As found by the CA, the records show that Dr. Alcuba merely alleged that Romero sent him an SMS message for them to meet at the Chowking Restaurant in Sta. Cruz, Manila, to collect money as consideration for the settlement of his pending administrative case. The CA noted, however, that the DOH did not present any evidence, such as the SMS message, to prove such claim. Moreover, the CSC was not convinced that there was substantial evidence that would show that an extortion of money had indeed happened. It held that the prosecution failed to show that Romero demanded, solicited or collected money as consideration for her duty as Legal Officer. What could only be deduced is that Romero was with Vergil at the Chowking Restaurant somewhere on Tayuman St. and Rizal Avenue, Sta. Cruz, Manila; and that, coincidentally, they met Dr. Acluba. However, it was not established that Romero committed the said irregular act; hence, she cannot be held administratively liable for grave misconduct. The rule is settled that the findings of fact of an administrative agency, like the CSC, are accorded due respect and even finality, and are binding upon the court especially when supported by substantial evidence, as in this case.
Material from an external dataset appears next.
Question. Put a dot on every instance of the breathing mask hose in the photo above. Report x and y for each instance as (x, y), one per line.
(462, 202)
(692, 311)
With regard to the claim of DOH that the CSC erred in denying its motion for reconsideration, the same is patently without merit. Section 40 of the Uniform Rules on Administrative Cases in the Civil Service provides for the grounds for filing a motion for reconsideration, to wit:
Section 40. Grounds for Motion for Reconsideration. — The motion for reconsideration shall be based on any of the following:
a. New evidence has been discovered which materially affects the decision rendered, or
b. The decision is not supported by evidence on record or
c. Errors of law or irregularities have been committed prejudicial to the interest of the movant.
In this case, the arguments raised by the DOH in its motion for reconsideration are merely a rehash of the arguments which had already been passed upon and resolved in the resolution sought to be reconsidered. There being no new argument or evidence of errors of law that would convince the Commission to overturn its resolution, the Court holds that the CSC did not err in denying the motion for reconsideration filed by the DOH.
WHEREFORE, the petition is DENIED. Accordingly, the Decision of the Court of Appeals dated April 7, 2014 and its Resolution dated June 30, 2015, in CA-G.R. SP No. 112791 are AFFIRMEDin toto.
SO ORDERED."
By authority of the Court:
(SGD.) MISAEL DOMINGO C. BATTUNG IIIDivision Clerk of Court
Footnotes
1. Rollo, pp. 9-19. Penned by Associate Justice Michael P. Elbinias, with Associate Justices Isaias P. Dicdican and Victoria Isabel A. Paredes, concurring.
2. Id. at 7-8. Penned by Associate Justice Victoria Isabel A. Paredes, with Associate Justices Remedios A. Salazar-Fernando and Isaias P. Dicdican, concurring.
3. Id. at 53, 92-93.
4. Id. at 82.
5. Id. at 83.
6. Id. at 85.
7. Id. at 92-98.
8. Id. at 98.
9. Id. at 65-73.
10. Id. at 73.
11. Id. at 74-80.
12. Id.
13. Id. at 24-49.
14. Id. at 18.
15. Section 40. Grounds for Motion for Reconsideration. — The motion for reconsideration shall be based on any of the following:
a. New evidence has been discovered which materially affects the decision rendered, or b. The decision is not supported by evidence on record or c. Errors of law or irregularities have been committed prejudicial to the interest of the movant.
16. Imperial, Jr. v. Government Service Insurance System, 674 Phil. 286, 298 (2011); Civil Service Commission v. Ledesma, 508 Phil. 569, 579-580 (2005).
17. Civil Service Commission v. Ledesma, id.